In this study, we found that the effective and antihypertensive efficiency of nifedipine and LMWH and adverse pregnancy outcomes occurrence were better than the other, it suggested that nifedipine plus LMWH has a synergistic effect and significantly reduces blood pressure in patients. There was no statistical significance in adverse drug reactions incidence (p>0.05). It is suggested that the combination of the two drugs has better safety, without any new adverse reactions. Nifedipine is a long-acting calcium antagonist. Its main function is to dilate the coronary arteries, increase the coronary blood flow of the patient, relax the smooth muscles in the blood vessels and achieve the purpose of stabilizing the drug concentration. It can also transfer calcium ions into the patient’s myocardium and smooth muscle cells across the membrane, selectively inhibit the cells and relax the smooth muscles in the blood vessels, thereby reducing blood pressure and systolic blood pressure [12,13]. In the past two decades, LMWH has been increasingly used in the management of hypertensive patients during pregnancy [14]. Compared with heparin, LMWHs have a longer half-life and a more predictable anticoagulant reaction, no need to monitor the patient’s laboratory parameters, significantly improve the hypercoagulable state of hypertensive patients during pregnancy. In addition, due to its large molecular weight, there is no transplacental metastasis, so there is no incidence of fetal bleeding or teratogenicity increase [15,16]. Studies have shown that among all patients treated with enoxaparin, the live birth rate is 89 %. It is a safe and effective alternative to heparin and warfarin. It can be used for various indications such as valve replacement, atrial fibrillation, thrombosis, thrombotic varices, repeated pregnancy loss and prevention or treatment of deep vein thrombosis, etc., [17]. There are similarities between these studies and the results of this study. But this study also has some limitations. Since our research population is mainly for Chinese people, it is necessary to be cautious to interpret this result to other populations; Secondly, the sample size of our research is too small and we do not rule out that it may bring some errors to the results of the study.

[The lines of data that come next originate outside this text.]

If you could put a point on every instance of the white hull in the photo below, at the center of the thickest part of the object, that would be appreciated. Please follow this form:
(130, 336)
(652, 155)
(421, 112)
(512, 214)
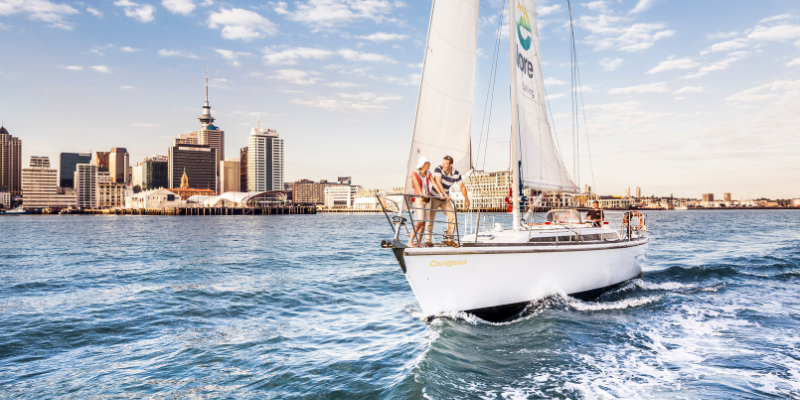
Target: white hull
(470, 278)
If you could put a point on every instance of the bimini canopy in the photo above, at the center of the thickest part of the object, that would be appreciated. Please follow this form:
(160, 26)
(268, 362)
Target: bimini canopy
(238, 199)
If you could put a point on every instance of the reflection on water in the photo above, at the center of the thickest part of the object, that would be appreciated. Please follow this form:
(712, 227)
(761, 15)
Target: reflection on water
(296, 306)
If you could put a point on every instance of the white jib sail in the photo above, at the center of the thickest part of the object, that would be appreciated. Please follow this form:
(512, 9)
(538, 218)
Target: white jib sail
(444, 108)
(541, 165)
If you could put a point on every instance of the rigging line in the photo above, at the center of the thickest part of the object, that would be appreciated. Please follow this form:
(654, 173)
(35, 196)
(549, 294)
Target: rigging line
(493, 79)
(585, 124)
(572, 95)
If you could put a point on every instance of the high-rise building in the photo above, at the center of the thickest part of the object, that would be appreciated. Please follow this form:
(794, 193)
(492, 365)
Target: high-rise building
(101, 160)
(229, 175)
(40, 186)
(110, 194)
(264, 160)
(185, 138)
(118, 163)
(10, 163)
(151, 173)
(243, 169)
(67, 162)
(198, 161)
(86, 186)
(209, 134)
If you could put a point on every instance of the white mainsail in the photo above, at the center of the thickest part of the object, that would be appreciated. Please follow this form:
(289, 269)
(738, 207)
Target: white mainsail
(444, 108)
(535, 158)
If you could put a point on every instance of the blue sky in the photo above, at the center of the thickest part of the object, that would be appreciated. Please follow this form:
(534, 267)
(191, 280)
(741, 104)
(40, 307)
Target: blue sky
(682, 97)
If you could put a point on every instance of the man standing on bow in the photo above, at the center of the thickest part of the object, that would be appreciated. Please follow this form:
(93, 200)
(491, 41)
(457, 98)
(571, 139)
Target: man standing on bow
(444, 177)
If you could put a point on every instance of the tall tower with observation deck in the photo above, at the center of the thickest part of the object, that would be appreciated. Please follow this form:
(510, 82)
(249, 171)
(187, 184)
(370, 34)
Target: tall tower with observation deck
(209, 134)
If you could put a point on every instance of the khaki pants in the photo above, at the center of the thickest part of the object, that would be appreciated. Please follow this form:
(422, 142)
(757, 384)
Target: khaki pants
(445, 206)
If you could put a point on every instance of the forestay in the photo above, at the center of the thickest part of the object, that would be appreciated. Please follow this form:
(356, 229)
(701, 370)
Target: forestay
(444, 108)
(535, 153)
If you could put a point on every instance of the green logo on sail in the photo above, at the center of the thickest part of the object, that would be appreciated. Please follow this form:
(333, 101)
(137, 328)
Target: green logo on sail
(524, 23)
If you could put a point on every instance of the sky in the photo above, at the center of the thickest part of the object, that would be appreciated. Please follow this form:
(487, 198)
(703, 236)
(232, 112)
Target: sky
(680, 97)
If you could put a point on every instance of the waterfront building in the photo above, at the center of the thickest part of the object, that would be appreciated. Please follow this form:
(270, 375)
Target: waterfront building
(210, 135)
(67, 163)
(151, 173)
(229, 171)
(101, 160)
(10, 163)
(186, 191)
(40, 186)
(265, 161)
(110, 194)
(86, 186)
(615, 202)
(118, 162)
(243, 169)
(307, 192)
(338, 196)
(149, 199)
(186, 138)
(198, 162)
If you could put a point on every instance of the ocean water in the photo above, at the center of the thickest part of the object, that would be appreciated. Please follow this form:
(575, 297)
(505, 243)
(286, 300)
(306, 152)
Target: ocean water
(283, 307)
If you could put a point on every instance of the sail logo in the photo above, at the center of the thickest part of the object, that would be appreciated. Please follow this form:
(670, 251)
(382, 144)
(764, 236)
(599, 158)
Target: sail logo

Nifedipine and LMWH work together to treat patients with HDP can reduce blood pressure and reduce the incidence of uterine fatigue, postpartum hemorrhage and other related complications without increasing patient’s adverse reactions. We think drugs combination is worthwhile clinical promotion.

Conflict of interests:

The authors declared no conflict of interest.